MCP hype is going through the roof. And MCP-powered agents are going to be the next big thing. MCP gives your agents super-powers to connect with any tools and services you want like Gmail, GitHub, Trello, and more.

This article will teach you how to build MCP-powered agents using the LangChain MCP adapter and Composio.

So, here's what. you will be building

  • Use langChain MCP adapter to build the Agent as a client
  • Add Gmail, Trello, and GitHub MCP servers from Composio to the agents.
  • Query the agent from CLI to automate tasks.

So, let’s goooo! 🚀

Let’s go!

TL;DR

Here’s a quick overview of what you’ll learn in this guide.

  • What is Model Context Protocol (MCP)?

    MCP standardizes communication between AI agents and external tools, making them easier to integrate and control.

  • How to connect LangChain agents to Composio MCP

    Set up an agent using LangChain’s MCP adapter and Composio’s ready-to-use tools, all through a single URL per app.

  • Build a conversational agent from scratch

    Step-by-step guide to creating a Node.js-based CLI agent powered by GPT-4o and LangChain.

  • Run real-world examples with Gmail, Trello, and GitHub

    Use natural language prompts to send emails, manage tasks, and star repositories with working code, output, and videos.


What is MCP?

Model Context Protocol (MCP) is a standard that helps AI agents connect to external tools consistently and structured.

Normally, agents need to integrate with each tool individually. That means writing custom logic for every API, handling authentication, and figuring out request formats. It gets messy fast.

Take a simple use case. You're building an agent that sends project updates. It needs to pull files from Google Drive, check GitHub issues, and notify your team on Slack.

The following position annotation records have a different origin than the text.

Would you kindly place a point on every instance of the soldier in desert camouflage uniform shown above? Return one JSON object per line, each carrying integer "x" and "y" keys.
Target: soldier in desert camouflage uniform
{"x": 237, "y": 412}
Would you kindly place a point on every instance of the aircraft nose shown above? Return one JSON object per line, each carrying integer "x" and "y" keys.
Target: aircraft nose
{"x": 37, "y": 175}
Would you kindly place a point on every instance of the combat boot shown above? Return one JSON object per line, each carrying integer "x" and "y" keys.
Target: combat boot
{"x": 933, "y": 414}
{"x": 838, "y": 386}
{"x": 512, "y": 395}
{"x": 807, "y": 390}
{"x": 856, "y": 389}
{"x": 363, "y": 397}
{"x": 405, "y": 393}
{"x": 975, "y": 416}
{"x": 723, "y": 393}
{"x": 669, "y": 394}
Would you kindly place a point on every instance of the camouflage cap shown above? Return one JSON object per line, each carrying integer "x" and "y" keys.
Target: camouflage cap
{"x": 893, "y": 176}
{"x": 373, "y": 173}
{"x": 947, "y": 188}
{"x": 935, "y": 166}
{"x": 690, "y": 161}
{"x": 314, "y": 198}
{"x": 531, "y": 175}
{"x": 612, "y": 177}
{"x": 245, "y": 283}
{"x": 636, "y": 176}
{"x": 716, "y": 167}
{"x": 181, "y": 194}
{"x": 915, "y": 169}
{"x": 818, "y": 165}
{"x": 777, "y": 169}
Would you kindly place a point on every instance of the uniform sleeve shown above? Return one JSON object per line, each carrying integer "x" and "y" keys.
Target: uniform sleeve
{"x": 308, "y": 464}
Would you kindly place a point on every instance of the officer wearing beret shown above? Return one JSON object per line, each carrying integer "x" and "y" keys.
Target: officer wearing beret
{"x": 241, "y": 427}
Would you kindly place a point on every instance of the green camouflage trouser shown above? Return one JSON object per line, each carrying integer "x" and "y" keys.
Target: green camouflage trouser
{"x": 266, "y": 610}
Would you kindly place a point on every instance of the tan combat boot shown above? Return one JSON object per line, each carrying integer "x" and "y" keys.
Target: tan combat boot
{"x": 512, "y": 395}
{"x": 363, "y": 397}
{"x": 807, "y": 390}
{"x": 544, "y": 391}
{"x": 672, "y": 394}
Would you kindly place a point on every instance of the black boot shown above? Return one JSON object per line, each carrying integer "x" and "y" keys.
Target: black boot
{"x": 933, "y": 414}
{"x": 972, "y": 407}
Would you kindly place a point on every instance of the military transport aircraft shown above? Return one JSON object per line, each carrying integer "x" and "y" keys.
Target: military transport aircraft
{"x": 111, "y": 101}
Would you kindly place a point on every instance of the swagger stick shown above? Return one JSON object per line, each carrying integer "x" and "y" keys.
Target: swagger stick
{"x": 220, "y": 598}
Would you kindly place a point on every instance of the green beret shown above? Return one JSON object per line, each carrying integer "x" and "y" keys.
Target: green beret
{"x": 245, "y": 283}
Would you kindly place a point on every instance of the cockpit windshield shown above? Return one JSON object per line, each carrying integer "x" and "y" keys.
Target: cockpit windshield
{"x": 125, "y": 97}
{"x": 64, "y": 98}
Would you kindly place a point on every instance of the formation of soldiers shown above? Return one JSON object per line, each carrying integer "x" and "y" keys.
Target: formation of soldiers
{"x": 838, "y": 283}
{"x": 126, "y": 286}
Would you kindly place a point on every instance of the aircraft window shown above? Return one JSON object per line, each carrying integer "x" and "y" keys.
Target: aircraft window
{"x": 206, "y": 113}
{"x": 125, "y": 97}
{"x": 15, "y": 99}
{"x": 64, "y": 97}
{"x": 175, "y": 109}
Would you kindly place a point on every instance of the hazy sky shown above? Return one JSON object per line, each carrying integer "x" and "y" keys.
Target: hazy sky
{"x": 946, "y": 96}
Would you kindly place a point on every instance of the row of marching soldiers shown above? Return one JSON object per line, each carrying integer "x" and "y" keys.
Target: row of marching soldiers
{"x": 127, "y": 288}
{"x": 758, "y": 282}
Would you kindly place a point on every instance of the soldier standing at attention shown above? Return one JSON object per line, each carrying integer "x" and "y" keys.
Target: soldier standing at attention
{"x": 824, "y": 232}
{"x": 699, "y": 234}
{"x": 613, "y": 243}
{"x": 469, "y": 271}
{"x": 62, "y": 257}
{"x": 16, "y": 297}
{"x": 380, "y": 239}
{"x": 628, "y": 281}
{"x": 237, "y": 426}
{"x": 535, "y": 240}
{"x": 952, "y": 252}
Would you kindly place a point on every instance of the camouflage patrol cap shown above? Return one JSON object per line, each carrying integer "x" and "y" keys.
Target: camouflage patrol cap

In a typical setup, you would write custom code for each app. Every integration is different. Everyone adds complexity.

MCP changes this. The agent connects to a single interface. That interface translates the request and routes it to the right tool behind the scenes.

Before MCP vs After MCP

This diagram shows the difference. On the left, the agent is directly connected to every tool. On the right, MCP sits in the middle. The result is a much cleaner and more scalable setup.


MCP Components

Model Context Protocol is built on a modular system. It’s designed to support reliable, structured communication between language agents and the tools they connect to.

MCP is split into two main layers. The protocol layer handles communication logic, and the transport layer moves messages between the agent and the MCP server.

MCP Components

Protocol Layer

The protocol layer defines how agents and tools exchange information at a high level. It handles:

  • Message framing
  • Request-response matching
  • Communication patterns such as notifications, error handling, and streaming

The Protocol class is at the center of this layer, managing requests, notifications, and their respective handlers.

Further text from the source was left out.